Même épaulés par un tissu associatif hyperréactif, ces déplacés connaissent des parcours difficiles. Tel ce chef d’entreprise aujourd’hui dans le nettoyage faute de maîtriser le français. Ou cette licenciée en économie peintre au noir dans le bâtiment. « Quand vous êtes migrant, vous ne recommencez jamais au même niveau que dans votre pays », pointe Céline Guyot, de l’Assfam. Zineb était professeure de géographie. Elle aimerait garder des enfants. « Je voudrais tellement travailler, mais c’est difficile », déplore-t-elle.

Marine, chargée de mission à l’association Revivre, connaît quantité de Syriens diplômés qui désespèrent de rebondir. « Certains sont placés dans de petites villes et ils ne comprennent pas pourquoi on les met là, loin de tout alors qu’ils veulent être utiles ! » raconte-t-elle. L’intégration prend du temps, se fait par étapes. Pas simple d’obtenir l’équivalence de ses diplômes quand on n’a pu partir avec ! La tentation est grande de parer au plus pressé. « Quand vous vous êtes exilé seul et avez besoin d’argent pour faire venir votre famille, vous prenez n’importe quel travail car il y a urgence », souligne Chloé Monin. La communauté est certes toujours là pour dépanner, mais avec le risque de s’exclure davantage. « La plupart vont travailler dans la restauration et le BTP, avec des gens qui ne parlent pas français. Ceux qui ont limité la communautarisation ont une meilleure intégration », remarque la responsable juridique de l’Assfam.

Entre les attentats parisiens et la montée du FN aux élections régionales, nombre d’acteurs locaux redoutent le développement d’un sentiment antiréfugiés.

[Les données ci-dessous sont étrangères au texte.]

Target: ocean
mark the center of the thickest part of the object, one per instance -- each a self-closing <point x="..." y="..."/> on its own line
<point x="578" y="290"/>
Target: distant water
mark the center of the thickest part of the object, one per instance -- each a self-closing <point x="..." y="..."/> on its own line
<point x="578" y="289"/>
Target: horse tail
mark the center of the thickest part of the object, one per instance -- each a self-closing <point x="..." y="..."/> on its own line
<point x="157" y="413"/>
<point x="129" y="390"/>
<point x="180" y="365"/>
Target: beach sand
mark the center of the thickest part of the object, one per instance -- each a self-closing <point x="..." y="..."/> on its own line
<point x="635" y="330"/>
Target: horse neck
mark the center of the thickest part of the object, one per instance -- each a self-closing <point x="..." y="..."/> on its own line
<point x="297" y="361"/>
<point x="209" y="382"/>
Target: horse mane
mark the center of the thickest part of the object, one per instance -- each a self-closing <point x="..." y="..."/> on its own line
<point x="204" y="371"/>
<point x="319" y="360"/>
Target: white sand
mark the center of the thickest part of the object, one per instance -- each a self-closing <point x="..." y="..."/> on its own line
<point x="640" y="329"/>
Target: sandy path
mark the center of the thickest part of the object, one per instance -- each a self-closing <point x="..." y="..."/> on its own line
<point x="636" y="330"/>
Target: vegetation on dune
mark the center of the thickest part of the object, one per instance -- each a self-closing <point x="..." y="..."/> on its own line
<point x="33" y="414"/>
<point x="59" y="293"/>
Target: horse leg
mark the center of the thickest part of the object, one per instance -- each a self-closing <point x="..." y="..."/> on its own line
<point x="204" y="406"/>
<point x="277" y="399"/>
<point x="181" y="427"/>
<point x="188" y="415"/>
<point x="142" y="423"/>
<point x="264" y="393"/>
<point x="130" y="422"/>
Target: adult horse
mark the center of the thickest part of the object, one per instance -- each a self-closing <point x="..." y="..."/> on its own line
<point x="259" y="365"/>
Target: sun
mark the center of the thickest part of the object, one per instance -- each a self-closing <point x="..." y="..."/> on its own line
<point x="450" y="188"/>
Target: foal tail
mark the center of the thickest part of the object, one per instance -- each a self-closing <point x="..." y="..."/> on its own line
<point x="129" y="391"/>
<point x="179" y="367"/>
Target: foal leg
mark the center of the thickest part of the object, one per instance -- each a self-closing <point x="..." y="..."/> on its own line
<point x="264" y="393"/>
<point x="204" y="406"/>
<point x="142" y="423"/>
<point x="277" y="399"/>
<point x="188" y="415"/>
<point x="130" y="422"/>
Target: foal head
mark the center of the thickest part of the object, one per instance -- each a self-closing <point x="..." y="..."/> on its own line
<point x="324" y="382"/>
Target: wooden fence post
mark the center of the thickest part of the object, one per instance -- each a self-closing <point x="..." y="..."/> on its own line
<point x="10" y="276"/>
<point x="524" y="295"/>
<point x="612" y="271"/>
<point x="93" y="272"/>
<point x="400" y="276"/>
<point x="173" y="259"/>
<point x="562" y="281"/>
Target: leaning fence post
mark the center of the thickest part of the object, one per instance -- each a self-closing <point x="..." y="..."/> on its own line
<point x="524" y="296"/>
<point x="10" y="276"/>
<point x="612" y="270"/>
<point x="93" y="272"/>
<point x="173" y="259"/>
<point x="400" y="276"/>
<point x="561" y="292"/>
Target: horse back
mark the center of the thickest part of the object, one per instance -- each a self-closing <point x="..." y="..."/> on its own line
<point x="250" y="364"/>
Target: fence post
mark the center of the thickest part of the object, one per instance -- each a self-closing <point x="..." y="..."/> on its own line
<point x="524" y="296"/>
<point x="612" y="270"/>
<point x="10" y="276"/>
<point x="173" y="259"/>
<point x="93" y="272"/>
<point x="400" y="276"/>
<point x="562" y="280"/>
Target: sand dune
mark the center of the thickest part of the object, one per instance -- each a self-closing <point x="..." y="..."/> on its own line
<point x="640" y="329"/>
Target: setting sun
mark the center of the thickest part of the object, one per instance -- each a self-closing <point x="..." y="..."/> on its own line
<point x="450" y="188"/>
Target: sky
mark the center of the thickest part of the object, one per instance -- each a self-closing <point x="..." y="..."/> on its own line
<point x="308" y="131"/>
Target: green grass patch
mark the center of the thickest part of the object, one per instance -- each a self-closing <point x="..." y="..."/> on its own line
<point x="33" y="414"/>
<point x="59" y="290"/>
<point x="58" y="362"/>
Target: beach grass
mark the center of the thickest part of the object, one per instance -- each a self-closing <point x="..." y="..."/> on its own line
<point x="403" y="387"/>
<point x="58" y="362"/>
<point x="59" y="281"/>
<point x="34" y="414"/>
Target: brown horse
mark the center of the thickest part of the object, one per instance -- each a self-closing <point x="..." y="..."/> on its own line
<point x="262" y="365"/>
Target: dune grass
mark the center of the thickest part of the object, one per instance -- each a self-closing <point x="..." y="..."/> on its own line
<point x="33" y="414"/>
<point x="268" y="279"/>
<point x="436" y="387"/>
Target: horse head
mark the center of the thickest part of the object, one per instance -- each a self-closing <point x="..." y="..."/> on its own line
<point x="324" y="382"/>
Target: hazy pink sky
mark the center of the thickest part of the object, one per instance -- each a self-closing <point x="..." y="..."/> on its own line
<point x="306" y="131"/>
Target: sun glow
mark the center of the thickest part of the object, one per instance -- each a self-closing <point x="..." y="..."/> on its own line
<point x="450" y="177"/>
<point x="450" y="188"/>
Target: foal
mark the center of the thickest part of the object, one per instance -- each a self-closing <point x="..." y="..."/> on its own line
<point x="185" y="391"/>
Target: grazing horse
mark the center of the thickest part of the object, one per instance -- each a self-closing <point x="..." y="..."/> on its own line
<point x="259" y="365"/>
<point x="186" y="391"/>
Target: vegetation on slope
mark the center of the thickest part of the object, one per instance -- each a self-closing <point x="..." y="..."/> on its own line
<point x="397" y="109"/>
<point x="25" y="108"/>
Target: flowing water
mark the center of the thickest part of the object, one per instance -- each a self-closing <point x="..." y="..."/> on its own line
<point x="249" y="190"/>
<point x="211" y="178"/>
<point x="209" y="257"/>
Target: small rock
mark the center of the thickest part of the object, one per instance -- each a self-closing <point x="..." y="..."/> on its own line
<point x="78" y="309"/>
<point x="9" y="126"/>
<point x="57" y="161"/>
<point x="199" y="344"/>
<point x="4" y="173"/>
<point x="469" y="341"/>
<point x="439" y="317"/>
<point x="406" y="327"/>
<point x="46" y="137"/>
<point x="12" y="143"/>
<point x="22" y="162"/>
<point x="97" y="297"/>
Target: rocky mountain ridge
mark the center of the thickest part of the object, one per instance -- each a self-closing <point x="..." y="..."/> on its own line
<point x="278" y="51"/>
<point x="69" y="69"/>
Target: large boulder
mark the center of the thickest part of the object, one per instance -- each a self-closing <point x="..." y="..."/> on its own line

Ils craignent aussi les coupes dans les subventions. Une aberration. Deux tiers des exilés accompagnés par Forum Réfugiés accèdent par exemple à l’emploi ou à la formation en moins de huit mois…

Réfugié

Personne « craignant avec raison d’être persécutée du fait de sa race, sa religion, sa nationalité, son appartenance à un certain groupe social, ses opinions politiques ».

(Convention de Genève du 28 juillet 1951.)

64 811 C’est le nombre de demandes d’asile déposées en 2014.

14 512 ont été satisfaites, principalement pour des Congolais (RDC), des Russes, des Sri Lankais, des Syriens.

Source : Ofpra, rapport d’activité 2014.

* À la demande du témoin, le prénom a été modifié.